26.12.18

Microsoft issues emergency fix for Internet Explorer zero-day

Details are sparse about a security hole that Microsoft said is being exploited in targeted attacks
Microsoft rolled out an emergency security update on Wednesday to patch a zero-day vulnerability in its Internet Explorer (IE) web browser that malicious actors are exploiting in the wild to hack into Windows computers.
The security hole – classified as a remote-code execution vulnerability and tracked as CVE-2018-8653 – resides in IE’s scripting engine, specifically in how the engine handles objects in memory. If exploited, the flaw gives the attacker the same privileges as those of the current user.
“If the current user is logged on with administrative user rights, an attacker who successfully exploited the vulnerability could take control of an affected system. An attacker could then install programs; view, change, or delete data; or create new accounts with full user rights,” reads Microsoft’s advisory.
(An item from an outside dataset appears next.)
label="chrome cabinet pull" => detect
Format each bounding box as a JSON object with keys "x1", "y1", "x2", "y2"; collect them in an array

Cyber-criminals could exploit the memory-corruption vulnerability and infiltrate Windows machines, for example, by luring IE users to visit a malicious website.
The out-of-band update to plug in the hole in IE9, IE10 and IE11 was made available for Windows 7, 8.1 and 10 systems, as well as Windows Server 2008, 2012, 2016, and 2019. Users are strongly recommended to apply the latest updates as soon as possible.
“Customers who have Windows Update enabled and have applied the latest security updates, are protected automatically. We encourage customers to turn on automatic updates,” wrote Microsoft, which credited Google’s Threat Analysis Group with reporting the vulnerability.
Microsoft’s supporting documentation also provides guidance for Windows users and/or administrators who want to address the flaw via workarounds in case they’re unable to apply the fix immediately.